Shopping and Entertainment
Houghton’s historical downtown features a unique blend of locally owned shops, eateries, museums, and brewpubs, while chain restaurants, and major shopping outlets are a short car ride away.
Arts and entertainment abound, with local art galleries, photo exhibits, and tours by modern dance groups, comedy troupes, chamber orchestras, and more.
SkyWest, a partner of United Airlines, currently services the Houghton County Memorial Airport (code CMX), located about eight miles north of campus. Daily flights are available to and from Chicago, IL. Visit SkyWest/United Airlines or call 800-864-8331 for ticketing information.
Rental cars are available at the airport from National Car Rental/Alamo Rent-A-Car.
Indian Trail Bus Line offers both in-state and out-of-state transportation. Destinations include Chicago, Milwaukee, Green Bay, Flint and Grand Rapids, as well as cities within the Upper Peninsula of Michigan.
The Houghton Motor Transit Line and Hancock Public Transit are city-operated bus systems with routes that run from campus to the downtown and shopping areas. Curb-to-curb service on campus is available in the evenings when classes are in session..
Taxis to and from campus are just a phone call away.

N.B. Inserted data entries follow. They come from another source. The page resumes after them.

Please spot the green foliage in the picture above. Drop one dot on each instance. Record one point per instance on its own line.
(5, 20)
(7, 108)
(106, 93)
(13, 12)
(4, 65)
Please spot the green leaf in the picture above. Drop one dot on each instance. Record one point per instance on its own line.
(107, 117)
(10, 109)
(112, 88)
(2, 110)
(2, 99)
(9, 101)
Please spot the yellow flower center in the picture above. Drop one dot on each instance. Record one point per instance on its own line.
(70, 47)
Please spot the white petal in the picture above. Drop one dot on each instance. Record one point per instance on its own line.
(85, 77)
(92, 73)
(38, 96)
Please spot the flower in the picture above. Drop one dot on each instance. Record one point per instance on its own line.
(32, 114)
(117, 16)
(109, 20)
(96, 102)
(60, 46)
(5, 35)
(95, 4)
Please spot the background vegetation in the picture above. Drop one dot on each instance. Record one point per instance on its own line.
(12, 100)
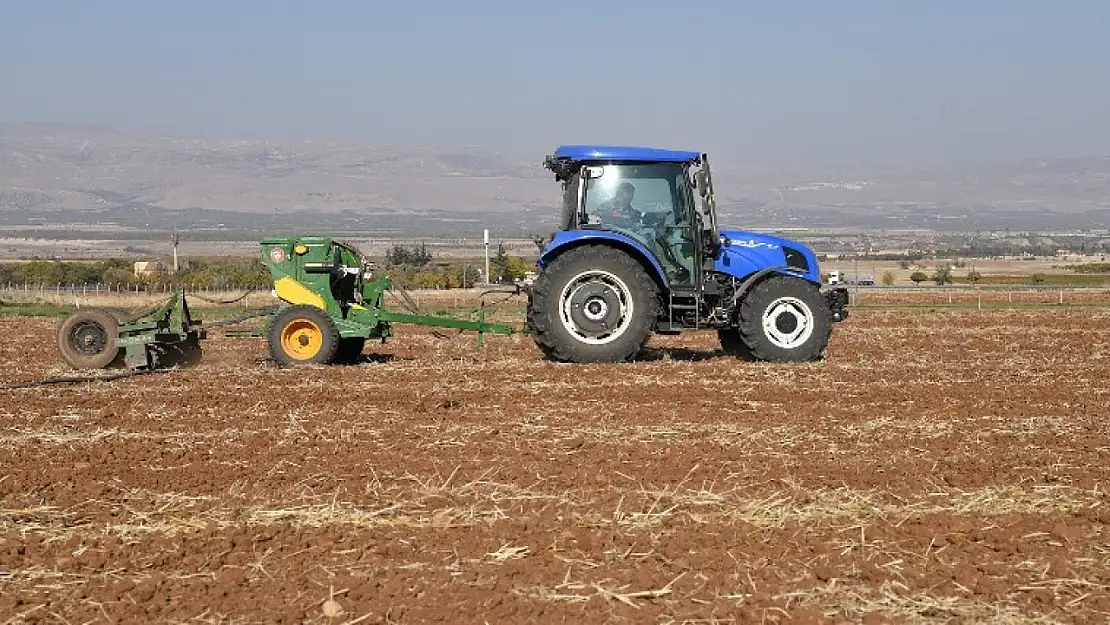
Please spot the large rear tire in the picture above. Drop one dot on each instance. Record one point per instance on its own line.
(593, 304)
(88, 340)
(785, 319)
(302, 335)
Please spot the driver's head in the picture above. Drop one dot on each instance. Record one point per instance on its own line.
(625, 193)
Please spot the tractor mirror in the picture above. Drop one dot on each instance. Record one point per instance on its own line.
(699, 181)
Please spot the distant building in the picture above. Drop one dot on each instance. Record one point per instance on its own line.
(147, 268)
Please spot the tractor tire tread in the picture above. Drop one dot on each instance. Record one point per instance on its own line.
(548, 333)
(749, 325)
(111, 356)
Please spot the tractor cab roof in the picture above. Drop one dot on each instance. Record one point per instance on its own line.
(623, 153)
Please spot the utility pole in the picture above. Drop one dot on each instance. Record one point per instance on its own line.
(485, 238)
(177, 239)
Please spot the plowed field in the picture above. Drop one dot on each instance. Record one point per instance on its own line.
(938, 467)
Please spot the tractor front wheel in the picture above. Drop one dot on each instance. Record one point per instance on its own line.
(593, 304)
(302, 334)
(784, 320)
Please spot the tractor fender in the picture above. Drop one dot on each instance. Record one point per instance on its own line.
(571, 239)
(750, 281)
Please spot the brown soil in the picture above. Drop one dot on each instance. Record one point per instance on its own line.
(938, 467)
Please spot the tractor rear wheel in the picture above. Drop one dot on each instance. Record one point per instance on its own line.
(302, 334)
(785, 319)
(593, 304)
(87, 339)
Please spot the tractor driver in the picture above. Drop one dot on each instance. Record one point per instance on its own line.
(617, 211)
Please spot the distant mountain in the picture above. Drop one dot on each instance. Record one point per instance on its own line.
(52, 172)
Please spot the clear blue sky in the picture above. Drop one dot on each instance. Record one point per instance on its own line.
(777, 81)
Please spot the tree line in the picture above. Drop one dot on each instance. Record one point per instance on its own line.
(412, 266)
(222, 273)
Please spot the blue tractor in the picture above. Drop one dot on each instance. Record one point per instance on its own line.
(638, 251)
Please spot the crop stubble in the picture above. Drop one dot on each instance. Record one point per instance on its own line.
(938, 466)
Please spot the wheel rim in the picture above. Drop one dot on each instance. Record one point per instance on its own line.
(788, 322)
(88, 339)
(302, 339)
(596, 306)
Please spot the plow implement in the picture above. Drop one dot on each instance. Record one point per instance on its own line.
(331, 303)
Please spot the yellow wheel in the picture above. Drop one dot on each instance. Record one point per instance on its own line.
(303, 335)
(301, 339)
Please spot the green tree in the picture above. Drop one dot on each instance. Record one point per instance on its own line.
(942, 274)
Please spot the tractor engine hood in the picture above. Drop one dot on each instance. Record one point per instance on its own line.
(744, 253)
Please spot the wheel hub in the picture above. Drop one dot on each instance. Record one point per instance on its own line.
(788, 322)
(596, 306)
(89, 339)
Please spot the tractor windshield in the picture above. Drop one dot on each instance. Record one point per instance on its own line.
(649, 202)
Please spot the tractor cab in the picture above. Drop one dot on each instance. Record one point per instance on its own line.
(649, 197)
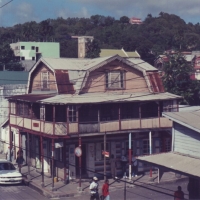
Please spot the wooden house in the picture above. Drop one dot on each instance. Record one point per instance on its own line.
(73, 100)
(184, 157)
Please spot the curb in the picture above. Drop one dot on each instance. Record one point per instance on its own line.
(50, 194)
(45, 192)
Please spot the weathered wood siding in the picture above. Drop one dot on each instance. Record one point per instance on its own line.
(36, 82)
(186, 141)
(133, 79)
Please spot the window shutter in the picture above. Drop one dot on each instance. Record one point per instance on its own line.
(115, 80)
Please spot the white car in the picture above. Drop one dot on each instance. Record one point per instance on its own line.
(8, 173)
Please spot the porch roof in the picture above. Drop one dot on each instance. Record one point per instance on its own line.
(107, 98)
(30, 97)
(174, 161)
(189, 119)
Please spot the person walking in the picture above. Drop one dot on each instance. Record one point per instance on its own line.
(105, 190)
(179, 195)
(94, 194)
(123, 164)
(19, 159)
(134, 166)
(113, 166)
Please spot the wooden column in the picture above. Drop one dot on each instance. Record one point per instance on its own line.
(67, 119)
(140, 115)
(42, 159)
(20, 149)
(104, 157)
(99, 118)
(10, 133)
(159, 113)
(52, 165)
(28, 147)
(64, 160)
(119, 111)
(54, 119)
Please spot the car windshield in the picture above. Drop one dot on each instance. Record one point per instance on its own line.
(7, 166)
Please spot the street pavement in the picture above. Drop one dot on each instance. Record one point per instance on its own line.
(162, 191)
(19, 192)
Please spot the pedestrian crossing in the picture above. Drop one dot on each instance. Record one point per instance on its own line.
(2, 156)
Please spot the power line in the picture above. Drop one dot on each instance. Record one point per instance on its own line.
(6, 4)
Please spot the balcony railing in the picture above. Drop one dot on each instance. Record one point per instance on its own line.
(88, 127)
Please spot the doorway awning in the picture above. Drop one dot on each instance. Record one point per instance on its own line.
(176, 162)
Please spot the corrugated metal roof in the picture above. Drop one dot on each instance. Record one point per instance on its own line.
(189, 58)
(120, 52)
(13, 77)
(86, 64)
(30, 97)
(175, 162)
(107, 98)
(189, 119)
(142, 64)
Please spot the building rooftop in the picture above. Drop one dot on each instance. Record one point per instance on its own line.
(13, 77)
(120, 52)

Events held in the Keweenaw celebrate community, the area’s heritage and diversity, winter, and even strawberries! There’s a reason to celebrate every season in the Upper Peninsula. The following is just a sampling—find out more about Copper Country traditions and doings.

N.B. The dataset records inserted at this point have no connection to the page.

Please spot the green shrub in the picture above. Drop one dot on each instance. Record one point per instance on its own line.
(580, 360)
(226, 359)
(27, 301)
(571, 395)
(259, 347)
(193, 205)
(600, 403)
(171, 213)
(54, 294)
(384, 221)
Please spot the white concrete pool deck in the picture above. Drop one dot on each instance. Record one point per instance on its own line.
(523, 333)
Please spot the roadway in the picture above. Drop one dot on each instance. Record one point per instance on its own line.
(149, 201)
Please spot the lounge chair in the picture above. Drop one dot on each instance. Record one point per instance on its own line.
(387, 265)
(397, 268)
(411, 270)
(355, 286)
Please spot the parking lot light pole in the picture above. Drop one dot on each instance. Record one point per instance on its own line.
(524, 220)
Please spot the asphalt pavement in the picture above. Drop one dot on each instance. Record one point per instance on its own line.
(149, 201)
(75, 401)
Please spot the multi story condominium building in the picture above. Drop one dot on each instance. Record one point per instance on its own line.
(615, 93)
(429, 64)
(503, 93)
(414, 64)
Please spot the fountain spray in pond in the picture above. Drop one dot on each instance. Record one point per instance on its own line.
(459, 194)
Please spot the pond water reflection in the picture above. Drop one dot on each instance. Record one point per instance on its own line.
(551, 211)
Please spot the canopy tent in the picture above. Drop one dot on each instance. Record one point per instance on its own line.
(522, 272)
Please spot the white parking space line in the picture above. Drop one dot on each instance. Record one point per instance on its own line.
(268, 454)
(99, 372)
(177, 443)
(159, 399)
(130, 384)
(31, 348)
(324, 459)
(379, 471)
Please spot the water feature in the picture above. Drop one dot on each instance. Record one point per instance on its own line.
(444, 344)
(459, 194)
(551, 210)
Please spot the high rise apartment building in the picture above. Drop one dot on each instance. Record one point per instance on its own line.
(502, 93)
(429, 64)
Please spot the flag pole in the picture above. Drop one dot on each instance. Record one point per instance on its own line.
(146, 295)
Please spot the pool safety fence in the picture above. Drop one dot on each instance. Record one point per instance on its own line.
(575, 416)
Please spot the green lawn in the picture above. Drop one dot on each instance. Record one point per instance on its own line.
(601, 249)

Mid-winter (January in the Upper Peninsula) brings Heikinpaiva, a celebration of the halfway point of winter. Get more information on the weeklong, Finnish festival.
In June, Houghton and Hancock unite for Bridgefest, a celebration of the Portage Lift Bridge connecting the cities, with activities on both sides of the Keweenaw Waterway, including the Seafoodfest, a parade, flea markets, fishing derbies and a fireworks display.
Relax and indulge in the fruits of someone else’s labor during July’s Strawberry Festival, held just 10 minutes from campus in the town of Chassell. The two-day celebration includes exhibits, a parade, music, the crowning of a strawberry queen and, of course, food, featuring local strawberries topped on shortcake.
In September, the local community collaborates with Michigan Tech in Houghton to celebrate the cultural diversity of the area. The Parade of Nations, followed by a festival featuring performances and food, is the main attraction.
The Keweenaw Peninsula has a history as rich as its native copper deposit, the largest in the world. Mining companies in Michigan built deep mine shafts to access copper deposits, refining over 10 billion pounds of copper between 1840 and 1969.
Houghton was platted by mining entrepreneur Ransom Shelden in 1852 to support his inland assets. The village of Houghton was incorporated in 1861, named after explorer and professor Douglass Houghton. Houghton quickly became a shipping hub, thanks to its harbor on Portage Lake.
Hancock, platted in 1859 and named after American founding father John Hancock, is located opposite Houghton on Portage Lake. The expansion of Hancock was boosted by real estate sales made by Quincy Mining Company. Thanks to the mine’s location, the company was able to offer lake frontage.
But the epicenter of the copper boom was twelve miles north of Houghton, in Calumet. The village was runner-up for the designation of Michigan’s state capital, losing to Lansing by only one vote. Calumet’s consolation prize is that it will always be known as “Michigan’s mining capital.” (http://history.cityofhoughton.com/history/index.html)
The northernmost point on Michigan’s Upper Peninsula, the ruggedly beautiful Keweenaw Peninsula is one of the Midwest’s top year-round recreation destinations, thanks to its record snowfalls and comfortable summers. The Keweenaw was rated one of the top-ten outdoor adventure spots in the country by National Geographic Adventure Magazine.
Outdoorsmen and -women have a lot to be enthusiastic about, with activities including downhill and cross country skiing, biking, hiking, paddling, camping, golfing, and much more.
The Keweenaw Peninsula is surrounded on three sides by Lake Superior, and its pristine shorelines got the Keweenaw second place in Lake Superior Magazine’s “Top-10 Lake Superior Destinations” list. And the National Scenic Byways organization recognized the Keweenaw as “one of the best snowmobiling and winter sport destinations in the United States.”